Amidst nature's vast wilderness, the rhododendron flowers symbolise something special and miraculous, like a warm ray of sunshine in the hearts of travellers.

People who carry burdens for tourists

To round off this amazing journey, we must thank the locals who carried the guests' luggage. It wasn't just the personal belongings of our 12-strong group: it was also rice, meat, and all the food for meals throughout the trek. Despite the heavy loads on their shoulders, they always tried to reach the resting point first to prepare the freshest and most delicious meals for us.

I'm truly grateful that the porters managed to whip up sumptuous meals in such remote spots. Hotpot, grilled meat, noodles, coffee, and tea were on the menu. The cold weather didn't hinder the porters. Though getting to bed late, they woke early to care for the whole group. I was deeply appreciative and moved by all the effort that went into providing us with hearty meals.

The porter team consisted of men and women of various ages. Despite carrying heavy loads over long distances, they remained glad of the employment and the extra income instead of solely relying on farming like before. I met Phang Thi Khu, of the Mong ethnic group, who was born in 2003. She has been a porter for two years. She enjoys serving tourists like this because she gets to leave home, chat with guests, and learn many new skills. With a little effort, she can earn nearly 800,000 Vietnamese dong per week, covering the costs of diapers and school fees for her child.

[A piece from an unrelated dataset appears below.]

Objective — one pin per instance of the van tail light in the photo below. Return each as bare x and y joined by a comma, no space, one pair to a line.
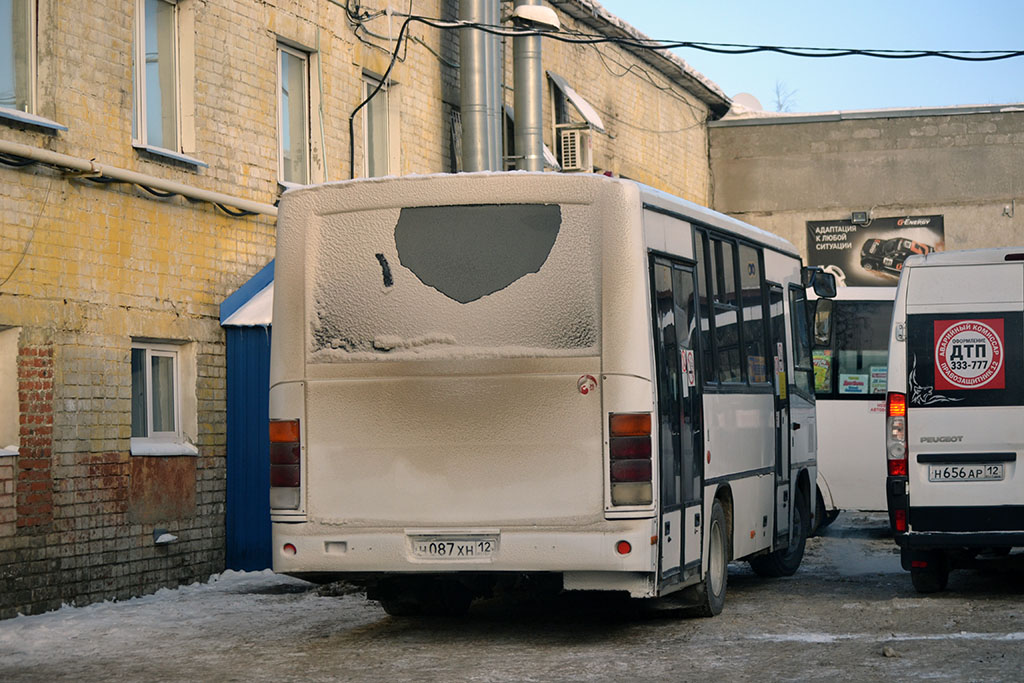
896,434
630,462
286,464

Ma A Thong, our local guide, has been involved in tourism since 2016. Initially, she worked as a porter, and in 2017, she furthered her knowledge and skills to become a guide. During the peak winter tourist season, she works 25 days a month, earning up to 18 – 20 million Vietnamese dong.

Local people like Thong, Khu, and other seniors are sincere, humorous, and lovable. They brought us joy and reassurance. I was deeply appreciative and moved by all the effort that went into providing us with hearty meals.

This expedition is about tourists improving their physical fitness, broadening their horizons, and bringing hope to the local people. They look forward to welcoming guests on weekends and earning a few hundred thousand dong to buy meat and gasoline. Meanwhile, we have more memories and new stories to share.

Our journey is not just about chasing clouds but also seeking moments to connect emotionally with nature and life.